Tharakaraman Kannan, Bodenreider Olivier, Landsman David, Spouge John L, Mariño-Ramírez Leonardo
Computational Biology Branch, National Center for Biotechnology Information and National Library of Medicine, National Institutes of Health, 8600 Rockville Pike, MSC 6075 Bethesda, MD 20894-6075, USA.
Nucleic Acids Res. 2008 May;36(8):2777-86. doi: 10.1093/nar/gkn137. Epub 2008 Mar 26.
A number of previous studies have predicted transcription factor binding sites (TFBSs) by exploiting the position of genomic landmarks like the transcriptional start site (TSS). The studies' methods are generally too computationally intensive for genome-scale investigation, so the full potential of 'positional regulomics' to discover TFBSs and determine their function remains unknown. Because databases often annotate the genomic landmarks in DNA sequences, the methodical exploitation of positional regulomics has become increasingly urgent. Accordingly, we examined a set of 7914 human putative promoter regions (PPRs) with a known TSS. Our methods identified 1226 eight-letter DNA words with significant positional preferences with respect to the TSS, of which only 608 of the 1226 words matched known TFBSs. Many groups of genes whose PPRs contained a common word displayed similar expression profiles and related biological functions, however. Most interestingly, our results included 78 words, each of which clustered significantly in two or three different positions relative to the TSS. Often, the gene groups corresponding to different positional clusters of the same word corresponded to diverse functions, e.g. activation or repression in different tissues. Thus, different clusters of the same word likely reflect the phenomenon of 'positional regulation', i.e. a word's regulatory function can vary with its position relative to a genomic landmark, a conclusion inaccessible to methods based purely on sequence. Further integrative analysis of words co-occurring in PPRs also yielded 24 different groups of genes, likely identifying cis-regulatory modules de novo. Whereas comparative genomics requires precise sequence alignments, positional regulomics exploits genomic landmarks to provide a 'poor man's alignment'. By exploiting the phenomenon of positional regulation, it uses position to differentiate the biological functions of subsets of TFBSs sharing a common sequence motif.

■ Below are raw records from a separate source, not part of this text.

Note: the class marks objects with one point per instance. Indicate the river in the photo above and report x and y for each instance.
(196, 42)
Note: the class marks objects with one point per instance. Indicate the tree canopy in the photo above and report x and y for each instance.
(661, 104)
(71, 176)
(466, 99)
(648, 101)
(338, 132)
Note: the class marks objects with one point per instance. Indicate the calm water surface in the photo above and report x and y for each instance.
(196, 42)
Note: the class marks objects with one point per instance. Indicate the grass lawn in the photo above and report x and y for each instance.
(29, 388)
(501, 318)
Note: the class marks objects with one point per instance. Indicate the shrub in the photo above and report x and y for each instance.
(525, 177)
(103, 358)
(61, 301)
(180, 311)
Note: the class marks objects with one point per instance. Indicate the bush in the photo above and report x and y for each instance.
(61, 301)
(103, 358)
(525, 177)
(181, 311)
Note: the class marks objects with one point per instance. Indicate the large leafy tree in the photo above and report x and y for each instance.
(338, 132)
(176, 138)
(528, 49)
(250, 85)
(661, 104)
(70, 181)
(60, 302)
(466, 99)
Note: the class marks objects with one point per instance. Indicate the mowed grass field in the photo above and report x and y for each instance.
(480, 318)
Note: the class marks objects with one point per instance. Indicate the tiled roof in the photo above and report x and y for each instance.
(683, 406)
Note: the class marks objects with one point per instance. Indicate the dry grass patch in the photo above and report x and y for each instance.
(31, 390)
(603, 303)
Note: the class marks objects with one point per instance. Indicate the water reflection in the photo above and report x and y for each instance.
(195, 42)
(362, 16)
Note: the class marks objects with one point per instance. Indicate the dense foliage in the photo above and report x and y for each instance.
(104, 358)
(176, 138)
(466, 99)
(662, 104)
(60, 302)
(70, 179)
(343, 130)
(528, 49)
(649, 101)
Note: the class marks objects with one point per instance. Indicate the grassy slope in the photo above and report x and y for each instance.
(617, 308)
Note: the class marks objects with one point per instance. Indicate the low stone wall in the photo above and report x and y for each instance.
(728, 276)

此前已有多项研究通过利用诸如转录起始位点(TSS)等基因组标记的位置来预测转录因子结合位点(TFBSs)。这些研究方法通常计算量过大,无法用于全基因组规模的研究,因此“位置调控组学”在发现TFBSs并确定其功能方面的全部潜力仍不为人知。由于数据库经常对DNA序列中的基因组标记进行注释,系统地利用位置调控组学变得愈发迫切。因此,我们研究了一组7914个已知TSS的人类假定启动子区域(PPRs)。我们的方法识别出1226个相对于TSS具有显著位置偏好的八字母DNA单词,其中1226个单词中只有608个与已知的TFBSs匹配。然而,许多其PPRs包含共同单词的基因组显示出相似的表达谱和相关的生物学功能。最有趣的是,我们的结果包括78个单词,每个单词在相对于TSS的两个或三个不同位置上显著聚集。通常,与同一单词的不同位置簇相对应的基因组对应于不同的功能,例如在不同组织中的激活或抑制。因此,同一单词的不同簇可能反映了“位置调控”现象,即一个单词的调控功能可能因其相对于基因组标记的位置而异,这一结论是纯粹基于序列的方法无法得出的。对PPRs中共同出现的单词进行进一步的综合分析还产生了24组不同的基因,可能是从头识别出顺式调控模块。比较基因组学需要精确的序列比对,而位置调控组学利用基因组标记提供一种“穷人的比对”。通过利用位置调控现象,它利用位置来区分共享共同序列基序的TFBSs子集的生物学功能。